Larsan sourit à cette explication comme un homme qui n’en estpoint dupe,
mais qui se garde, par politesse, d’émettre la moindre réflexion sur
des choses qui ne le regardent pas. Avec mille précautionsdans le
langage et jusque dans les intonations, Larsan et
Rouletabilles’entretinrent assez longtemps de la présence au château
deArthurW. Rance, de son passé en Amérique qu’ils eussent voulu
connaîtremieux, du moins quant aux relations qu’il avait eues avec les
Stangerson.À un moment, Larsan, qui me parut soudain souffrant, dit avec
effort : « Je crois, monsieur Rouletabille, que nous n’avons plus
grand’chose àfaire au Glandier, et m’est avis que nous n’y coucherons
plus de nombreux soirs. – C’est aussi mon avis, monsieur Fred. – Vous
croyez donc, mon ami, que l’affaire est finie ? – Je crois, en effet,
qu’elle est finie et qu’elle n’a plus rien à nous apprendre, répliqua
Rouletabille. – Avezvous un coupable ? demanda Larsan. Ralph Lauren pas cher
Il était huit heures ! Un homme, avec la silhouette Darzac, qui achète
une canne que je trouve dans les mains de Larsan ! … Etmoi, moi qui
avais deviné que le drame avait déjà eu lieu à cette heurelà, qu’il
venait d’avoir lieu, qui étais à peu près persuadé de l’innocencede
Darzac je ne soupçonne pas Larsan ! … il y a des moments… – Il y a des
moments, fisje, où les plus vastes intelligences… » Rouletabille me
ferma la bouche… Et comme je l’interrogeais encore, jem’aperçus qu’il ne
m’écoutait plus… Rouletabille dormait. J’eus toutesles peines du monde à
le tirer de son sommeil quand nous arrivâmes àParis. Chapitre Le
mystère de Mlle StangersonLes jours suivants, j’eus l’occasion de lui
demander encore ce qu’il étaitallé faire en Amérique. Il ne me répondit
guère d’une façon plus précisequ’il ne l’avait fait dans le train de
Versailles, et il détourna la conversation sur d’autres points de
l’affaire. Veste Ralph Lauren pas cher Rouletabille répondit comme un
écho : « De rien ! » Mais soudain, Larsan, qui s’était levé pour nous
souhaiter le bonsoir,porta les deux mains à sa poitrine et trébucha. Il
dut s’appuyer à Rouletabille pour ne pas tomber. Il était devenu
extrêmement pâle. Polo Ralph Lauren pas cher
« Oh ! oh ! fitil, qu’estce que j’ai là ? Estce que je serais
empoisonné ?» Et il nous regardait d’un œil hagard… En vain, nous
l’interrogions, ilne nous répondait plus… Il s’était affaissé dans un
fauteuil et nous nepûmes en tirer un mot. Nous étions extrêmement
inquiets, et pour lui, etpour nous, car nous avions mangé de tous les
plats auxquels avait touché Frédéric Larsan. Nous nous empressions
autour de lui. Maintenant,il ne semblait plus souffrir, mais sa tête
lourde avait roulé sur son épauleet ses paupières appesanties nous
cachaient son regard. Polo Ralph Lauren pas cher Rouletabille sepencha
sur sa poitrine et ausculta son cœur… Quand il se releva, mon ami avait
une figure aussi calme que je la luiavais vue tout à l’heure
bouleversée. Il me dit : « Il dort ! » Et il m’entraîna dans sa chambre,
après avoir refermé la porte de lachambre de Larsan. « Le narcotique ?
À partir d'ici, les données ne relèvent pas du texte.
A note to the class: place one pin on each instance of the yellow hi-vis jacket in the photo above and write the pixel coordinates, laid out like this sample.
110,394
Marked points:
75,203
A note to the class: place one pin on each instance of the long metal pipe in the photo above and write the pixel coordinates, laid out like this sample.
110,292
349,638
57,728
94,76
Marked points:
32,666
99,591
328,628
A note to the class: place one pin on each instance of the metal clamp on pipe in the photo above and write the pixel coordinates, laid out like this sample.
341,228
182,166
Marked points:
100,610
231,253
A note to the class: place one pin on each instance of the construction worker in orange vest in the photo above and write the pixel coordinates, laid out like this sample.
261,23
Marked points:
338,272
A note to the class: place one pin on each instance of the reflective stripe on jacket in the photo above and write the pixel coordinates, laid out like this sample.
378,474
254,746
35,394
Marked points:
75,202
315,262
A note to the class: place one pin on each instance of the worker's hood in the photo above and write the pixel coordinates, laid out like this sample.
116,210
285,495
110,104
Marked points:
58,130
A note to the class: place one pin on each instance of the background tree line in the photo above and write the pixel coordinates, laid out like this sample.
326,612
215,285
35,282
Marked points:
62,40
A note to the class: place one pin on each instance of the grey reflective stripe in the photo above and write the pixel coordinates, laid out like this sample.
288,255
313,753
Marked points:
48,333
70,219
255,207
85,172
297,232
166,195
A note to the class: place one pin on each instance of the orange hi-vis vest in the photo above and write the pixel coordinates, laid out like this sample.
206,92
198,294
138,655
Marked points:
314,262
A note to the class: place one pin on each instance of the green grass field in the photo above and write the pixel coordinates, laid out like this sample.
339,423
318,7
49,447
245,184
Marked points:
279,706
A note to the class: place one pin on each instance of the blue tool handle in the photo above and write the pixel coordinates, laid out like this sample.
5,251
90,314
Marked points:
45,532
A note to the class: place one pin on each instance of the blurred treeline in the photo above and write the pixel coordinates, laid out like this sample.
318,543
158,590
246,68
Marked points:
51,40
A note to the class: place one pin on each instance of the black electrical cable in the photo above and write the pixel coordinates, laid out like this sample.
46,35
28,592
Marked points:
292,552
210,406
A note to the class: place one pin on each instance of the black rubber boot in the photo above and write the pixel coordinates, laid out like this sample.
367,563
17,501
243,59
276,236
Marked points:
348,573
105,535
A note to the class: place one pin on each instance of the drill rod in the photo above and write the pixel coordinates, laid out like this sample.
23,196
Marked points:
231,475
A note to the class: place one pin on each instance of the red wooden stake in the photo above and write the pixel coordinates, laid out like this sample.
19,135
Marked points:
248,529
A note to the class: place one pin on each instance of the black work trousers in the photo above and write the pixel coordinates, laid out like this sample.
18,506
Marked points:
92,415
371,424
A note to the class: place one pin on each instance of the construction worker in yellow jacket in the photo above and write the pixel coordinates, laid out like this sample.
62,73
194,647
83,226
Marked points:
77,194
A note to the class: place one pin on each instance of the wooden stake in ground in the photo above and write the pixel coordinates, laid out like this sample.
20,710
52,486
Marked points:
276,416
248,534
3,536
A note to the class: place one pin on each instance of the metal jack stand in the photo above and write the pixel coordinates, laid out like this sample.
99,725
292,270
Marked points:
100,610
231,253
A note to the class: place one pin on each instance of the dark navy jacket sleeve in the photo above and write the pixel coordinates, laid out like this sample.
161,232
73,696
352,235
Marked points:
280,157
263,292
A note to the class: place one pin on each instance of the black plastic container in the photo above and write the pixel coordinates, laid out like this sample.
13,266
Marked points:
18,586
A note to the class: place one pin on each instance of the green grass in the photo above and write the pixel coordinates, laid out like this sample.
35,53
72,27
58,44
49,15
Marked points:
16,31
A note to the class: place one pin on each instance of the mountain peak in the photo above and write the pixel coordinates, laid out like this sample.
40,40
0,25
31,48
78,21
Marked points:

demandaije… Mlle Stangerson veut donc endormirtout le monde, ce soir ? …
– Peutêtre… me répondit Rouletabille en songeant à autre chose. Chemise Ralph Lauren pas cher
– Mais nous ! … nous ! exclamaije. Qui me dit que nous n’avons
pasavalé un pareil narcotique ? – Vous sentezvous indisposé ? me demanda
Rouletabille avec sangfroid. – Non, aucunement ! – Avezvous envie de
dormir ? – En aucune façon… – Eh bien, mon ami, fumez cet excellent
cigare. » Et il me passa un havane de premier choix queDarzac lui avait
offert ; quant à lui, il alluma sa bouffarde, son éternelle bouffarde.
Chemise Ralph Lauren pas cherNous restâmes ainsi dans cette chambre
jusqu’à dix heures, sans qu’unmot fût prononcé. Plongé dans un fauteuil,
Rouletabille fumait sans discontinuer, le front soucieux et le regard
lointain. À dix heures, il se déchaussa, me fit un signe et je compris
que je devais, comme lui, retirermes chaussures.